The key to long-term improvement in your workforce efficiency lies in building a culture that enables employees to perform at their best abilities. In a study on the impact of positive practices on organizational effectiveness, researchers at the University of Michigan found that positive and virtuous work practices help employees excel at work.
They elaborate that improved collaboration, peer motivation, developing empathy for each other and emphasizing on the meaningfulness of their work are correlated to positive initiatives such as –
- Increasing positive emotions – Through creating platforms where people work together and creatively
- Mitigating negative emotions – That address stress triggers and provide support to bounce back from challenges
- Bolstering employees – With opportunities to bring out the best in them and improving loyalty
Another study on the impact of employee engagement on productivity shows that highly engaged teams deliver twice the results, as disengaged teams.
How to build a positive culture?
People, on average, spend half of their time awake at work, and it is important that they feel like it is worth it. Happy employees are more productive at their jobs.
A research study done at the University of Warwick, across 700 employees found a whopping 12 percent improvement in productivity, amongst happier employees. Investing into employee support has a direct impact of employee satisfaction, further positively impacting their performance at work.
To create a high-performing workplace, you will need to create a system that nurtures individuals as well as teams, and motivates positive contributions – day after day, month after month. You could begin by creating a physical environment that encourages a break-friendly culture where your people would have the opportunity to unwind, unplug and have conversations that are not about work.
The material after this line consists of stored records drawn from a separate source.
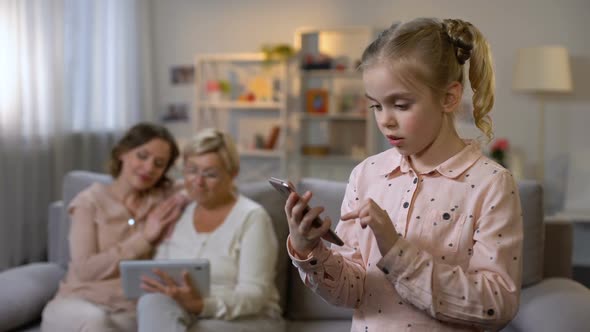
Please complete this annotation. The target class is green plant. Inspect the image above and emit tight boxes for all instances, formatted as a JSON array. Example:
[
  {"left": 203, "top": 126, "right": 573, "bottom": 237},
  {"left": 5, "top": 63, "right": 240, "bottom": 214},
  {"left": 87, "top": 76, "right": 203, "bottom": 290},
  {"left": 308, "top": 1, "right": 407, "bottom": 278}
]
[
  {"left": 218, "top": 80, "right": 231, "bottom": 94},
  {"left": 261, "top": 44, "right": 295, "bottom": 64}
]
Adopting a culture of collaboration and togetherness, you can encourage your teams to work in synchrony, becoming stronger and more efficient as an organization. A Gusto survey noted that 54% of employees believed that a sense of community (great coworkers, celebrating milestones, a common mission) kept them at a company longer.
Flexible work hours and remote work options help them get more done at home, and be able to focus on delivering good work. Further, the best jobs are where your people have the chance to find work-life balance and satisfaction in personal and professional spheres. They will develop loyalty, and take more responsibility as they are motivated to commit more.
The bottom-line is that creating a positive work culture goes a long way in enhancing the quality of life for your employees, and thereby their productivity at work. It has been proven across studies to be an effective means of achieving better business results.